Trzeba rozumieć, że na rzekach ryba musi stać w nurcie, więc ma wydatki energii większe niż ryba na wodzie stojącej. Z tego tytułu na rzece ryba musi jeść, na wodzie stojącej nie musi. Więc taki koszyczek ma jak najbardziej sens. Podstawą jest jednak to co niskokaloryczne, a więc nie żadne kulki czy pellety (jak już to 2 i 4 mm w małych ilościach) ale białe/pinka i konopie. Z grudnia pochodzi mój rekord brzan na sesji jednej nocy, to 19 sztuk, w tym kilka kiełbi plus zerwane ryby. Wcinały wtedy jak wściekłe.
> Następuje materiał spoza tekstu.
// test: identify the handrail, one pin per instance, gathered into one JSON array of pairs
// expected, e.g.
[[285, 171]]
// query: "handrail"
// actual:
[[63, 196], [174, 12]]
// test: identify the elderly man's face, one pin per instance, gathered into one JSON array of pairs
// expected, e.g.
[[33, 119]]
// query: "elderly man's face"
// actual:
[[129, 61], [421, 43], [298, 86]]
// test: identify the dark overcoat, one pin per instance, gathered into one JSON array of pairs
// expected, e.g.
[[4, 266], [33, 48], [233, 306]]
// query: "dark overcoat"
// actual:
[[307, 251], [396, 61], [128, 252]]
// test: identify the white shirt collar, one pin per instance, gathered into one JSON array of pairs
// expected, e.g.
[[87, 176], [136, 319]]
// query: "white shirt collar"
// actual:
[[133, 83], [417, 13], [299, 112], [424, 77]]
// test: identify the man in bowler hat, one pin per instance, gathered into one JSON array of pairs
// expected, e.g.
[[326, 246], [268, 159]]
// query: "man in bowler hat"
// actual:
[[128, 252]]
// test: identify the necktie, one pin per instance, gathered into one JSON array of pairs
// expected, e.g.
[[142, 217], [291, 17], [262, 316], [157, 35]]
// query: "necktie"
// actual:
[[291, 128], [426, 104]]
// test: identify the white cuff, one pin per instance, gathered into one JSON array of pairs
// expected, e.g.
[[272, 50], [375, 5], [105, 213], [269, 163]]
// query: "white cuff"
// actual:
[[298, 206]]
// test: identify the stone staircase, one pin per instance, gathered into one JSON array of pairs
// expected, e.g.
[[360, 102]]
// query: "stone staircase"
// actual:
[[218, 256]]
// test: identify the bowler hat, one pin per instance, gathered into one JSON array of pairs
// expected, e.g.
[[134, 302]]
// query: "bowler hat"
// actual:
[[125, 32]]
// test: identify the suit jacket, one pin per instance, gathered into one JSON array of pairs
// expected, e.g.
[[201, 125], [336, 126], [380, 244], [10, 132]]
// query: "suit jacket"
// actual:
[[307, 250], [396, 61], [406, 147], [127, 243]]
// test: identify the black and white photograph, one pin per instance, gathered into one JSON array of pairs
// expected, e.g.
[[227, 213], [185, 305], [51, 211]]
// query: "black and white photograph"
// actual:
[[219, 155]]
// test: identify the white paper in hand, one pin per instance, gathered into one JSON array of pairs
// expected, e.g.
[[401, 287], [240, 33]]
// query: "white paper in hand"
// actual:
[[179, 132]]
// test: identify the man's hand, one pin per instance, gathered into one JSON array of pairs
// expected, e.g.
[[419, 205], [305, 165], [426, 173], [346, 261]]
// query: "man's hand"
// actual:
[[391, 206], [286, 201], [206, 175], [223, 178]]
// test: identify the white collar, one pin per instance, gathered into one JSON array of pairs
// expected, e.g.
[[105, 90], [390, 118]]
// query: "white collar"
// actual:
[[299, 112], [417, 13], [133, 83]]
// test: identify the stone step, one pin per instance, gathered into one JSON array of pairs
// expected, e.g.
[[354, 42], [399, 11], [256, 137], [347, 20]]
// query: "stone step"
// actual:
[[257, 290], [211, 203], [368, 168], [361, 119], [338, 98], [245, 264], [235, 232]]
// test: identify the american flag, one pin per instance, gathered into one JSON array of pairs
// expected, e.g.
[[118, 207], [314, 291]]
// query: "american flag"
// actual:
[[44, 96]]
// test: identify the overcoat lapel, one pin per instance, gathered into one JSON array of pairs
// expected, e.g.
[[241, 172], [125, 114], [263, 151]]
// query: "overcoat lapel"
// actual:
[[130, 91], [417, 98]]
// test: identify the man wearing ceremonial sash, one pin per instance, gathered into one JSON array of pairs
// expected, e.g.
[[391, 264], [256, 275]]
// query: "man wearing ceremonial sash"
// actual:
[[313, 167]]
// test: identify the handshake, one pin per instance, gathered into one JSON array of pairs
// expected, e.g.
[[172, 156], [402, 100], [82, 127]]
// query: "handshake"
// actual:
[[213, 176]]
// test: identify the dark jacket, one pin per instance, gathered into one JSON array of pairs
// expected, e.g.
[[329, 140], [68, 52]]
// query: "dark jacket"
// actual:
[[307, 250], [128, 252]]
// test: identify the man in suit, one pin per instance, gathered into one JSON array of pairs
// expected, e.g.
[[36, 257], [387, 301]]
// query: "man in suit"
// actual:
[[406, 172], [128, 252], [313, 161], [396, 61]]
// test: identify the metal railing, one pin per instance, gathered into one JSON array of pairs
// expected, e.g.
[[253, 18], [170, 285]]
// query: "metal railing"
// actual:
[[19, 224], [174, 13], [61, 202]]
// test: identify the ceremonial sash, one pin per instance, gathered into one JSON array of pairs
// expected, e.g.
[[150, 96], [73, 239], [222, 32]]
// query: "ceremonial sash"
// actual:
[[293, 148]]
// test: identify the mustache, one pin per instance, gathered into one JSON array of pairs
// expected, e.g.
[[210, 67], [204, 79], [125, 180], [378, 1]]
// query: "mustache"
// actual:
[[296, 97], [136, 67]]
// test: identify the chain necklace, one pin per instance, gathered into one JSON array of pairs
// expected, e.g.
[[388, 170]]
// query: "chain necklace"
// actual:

Na spokojniejszych rzekach można zlokalizować stada które zimują, takich leszczy, i one też powinny dobrze reagować. Natomiast kleń żeruje zimą najlepiej z karpiowatych, i tu można celować w ten gatunek, używając normalnej wielkości koszyków.
Podstawą jest jednak zawsze nęcenie negatywne. Dlatego z kruszonych kulek bym od listopada zrezygnował, no chyba, że dla nadania zanęcie aromatu.
Koszyki zamknięte mają oczywiście sens, ale te na rzeki w przypadku łowienia brzan. Nie są to koszyki typu window, ale takie jak Kamasan Black Cap właśnie. Ich plusem jest to, że w przeciwieństwie do tradycyjnych wersji, nie trzeba ich wypełniać całkowicie. Czy to na wodzie stojącej czy płynącej, dlatego bardzo to pomaga. Bardzo często używa się Kamasanów do zestawu helikopterowego, gdzie do koszyka zima dodaje się z 10 białych, tak aby nie wprowadzać zbyt wiele ich w nęcone miejsce.